Tak jelas reyog dhogdhog itu merujuk pada narasi (pertunjukan) yang mana. Narasi peperangan antara Klana Sewandana dan prajuritnya melawan Singa Barong untuk melamar Dewi Sanggalangit di Kediri; narasi Suryangalam di daerah Wengker (Ponorogo) yang menggambarkan prajurit berkuda Majapahit yang ‘feminim’; narasi Batara Katong (Gunungkidul) yang berperang melawan Suryangalam; narasi peperangan antara Wanapawira dan prajuritnya melawan Rangga Puspawilaga memperebutkan Rara Sudarmi; peperangan antara Wanabaya dengan Mataram; atau yang lain. Yang jelas, reyog akan selalu diingat dan dihidupkan kembali oleh anak cucu Gunungkidul, dalam lakon-lakon lain sepanjang waktu, sebagai sebuah pertunjukan-tari-naratif yang campur-bawur, yang riuh, sebagai alat bantu ingat bahwa manusia perlu berusaha terus-menerus untuk mengalahkan apa yang dikategorikan sebagai musuh. Dan musuh yang nyata adalah, biasanya, ketaktahuan tentang jati-diri sendiri.
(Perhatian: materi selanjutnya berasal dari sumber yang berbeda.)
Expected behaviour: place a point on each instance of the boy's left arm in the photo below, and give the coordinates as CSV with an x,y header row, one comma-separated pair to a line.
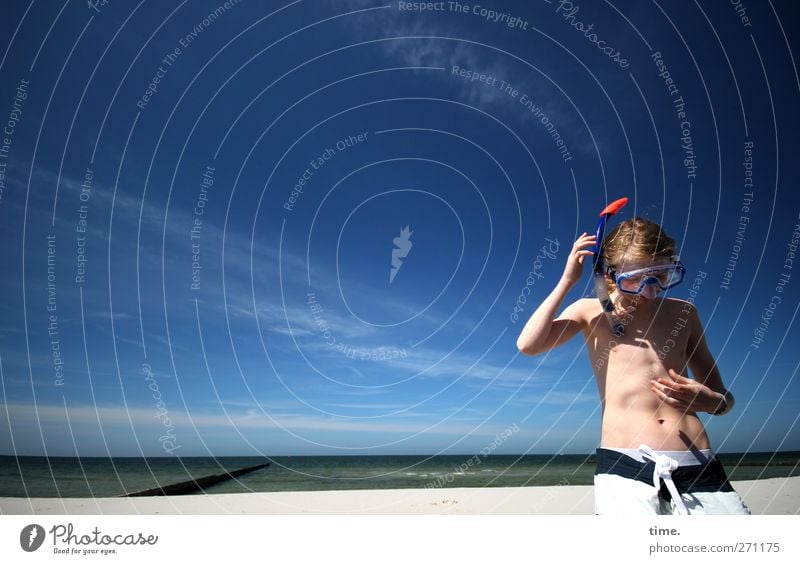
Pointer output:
x,y
703,365
706,392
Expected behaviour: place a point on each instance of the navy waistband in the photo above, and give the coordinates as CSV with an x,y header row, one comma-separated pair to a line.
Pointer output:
x,y
708,477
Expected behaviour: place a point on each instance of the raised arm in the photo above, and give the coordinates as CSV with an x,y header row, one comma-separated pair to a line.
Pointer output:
x,y
543,331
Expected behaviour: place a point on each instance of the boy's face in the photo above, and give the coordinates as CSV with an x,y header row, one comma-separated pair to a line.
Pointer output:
x,y
650,290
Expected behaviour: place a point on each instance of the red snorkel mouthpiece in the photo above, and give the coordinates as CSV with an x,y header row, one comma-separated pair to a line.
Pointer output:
x,y
614,207
597,263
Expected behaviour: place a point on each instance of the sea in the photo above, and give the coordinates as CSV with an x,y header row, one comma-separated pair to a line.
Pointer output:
x,y
31,476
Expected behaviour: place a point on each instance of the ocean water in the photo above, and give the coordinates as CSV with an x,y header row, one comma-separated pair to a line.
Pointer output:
x,y
102,477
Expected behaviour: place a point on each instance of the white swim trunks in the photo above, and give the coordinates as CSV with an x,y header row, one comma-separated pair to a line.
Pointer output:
x,y
647,482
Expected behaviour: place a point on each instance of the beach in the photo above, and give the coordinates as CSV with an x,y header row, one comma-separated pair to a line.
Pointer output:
x,y
771,496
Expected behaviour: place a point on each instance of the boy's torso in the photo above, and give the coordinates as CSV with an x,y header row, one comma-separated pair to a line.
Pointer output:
x,y
655,339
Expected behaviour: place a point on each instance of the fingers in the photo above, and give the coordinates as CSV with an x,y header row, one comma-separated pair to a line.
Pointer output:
x,y
676,402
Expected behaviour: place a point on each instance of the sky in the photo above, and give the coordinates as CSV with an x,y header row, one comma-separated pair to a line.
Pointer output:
x,y
318,227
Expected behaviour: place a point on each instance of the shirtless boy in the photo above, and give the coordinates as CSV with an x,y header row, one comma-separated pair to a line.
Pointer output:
x,y
654,455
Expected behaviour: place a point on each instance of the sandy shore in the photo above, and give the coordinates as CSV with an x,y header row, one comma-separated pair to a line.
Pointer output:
x,y
774,496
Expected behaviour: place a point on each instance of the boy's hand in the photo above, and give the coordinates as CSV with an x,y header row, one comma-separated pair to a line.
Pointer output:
x,y
685,394
579,252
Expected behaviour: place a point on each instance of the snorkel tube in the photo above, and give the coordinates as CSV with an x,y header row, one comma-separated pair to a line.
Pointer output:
x,y
598,270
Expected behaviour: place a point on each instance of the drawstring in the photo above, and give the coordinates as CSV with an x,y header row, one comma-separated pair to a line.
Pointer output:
x,y
663,470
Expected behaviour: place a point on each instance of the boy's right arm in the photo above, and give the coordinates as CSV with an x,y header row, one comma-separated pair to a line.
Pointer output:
x,y
543,331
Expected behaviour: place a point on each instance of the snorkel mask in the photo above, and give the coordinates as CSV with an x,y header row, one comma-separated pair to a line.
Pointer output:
x,y
598,270
641,281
Suatu saat ketika beber reyog bubar terselip harap: para pemain reyog sangat sadar siapa dirinya. Dalam kehidupan sehari-harinya, mereka tidak lah semegap-megap seperti lirik Kuda-Lumping-nya Sawung Jabo pada realitas kekinian. Lantas ‘mampus’ ditelan jaman. Bukan tenggelam di dunia ‘simulakra’, yaitu mitos-mitos manusia modern, yang menganggap bahwa pandangan-dunianya tentang seni tradisi semacam reyog adalah realitas yang terbatas. Mereka adalah prajurit reyog. Mereka pandai berperang dalam realitas kehidupannya.
Semoga beber-reyog yang riuh-rendah, tiap kali ia hadir, dapat mengajak siapa saja kembali bertamasya ke blok-blok ruang sub-atom yang kosong, yang sepi; tenggelam dalam (i)magi-nya yang tak berbatas; menarik diri dari batasan kehidupan yang terlalu sesak manipulasi.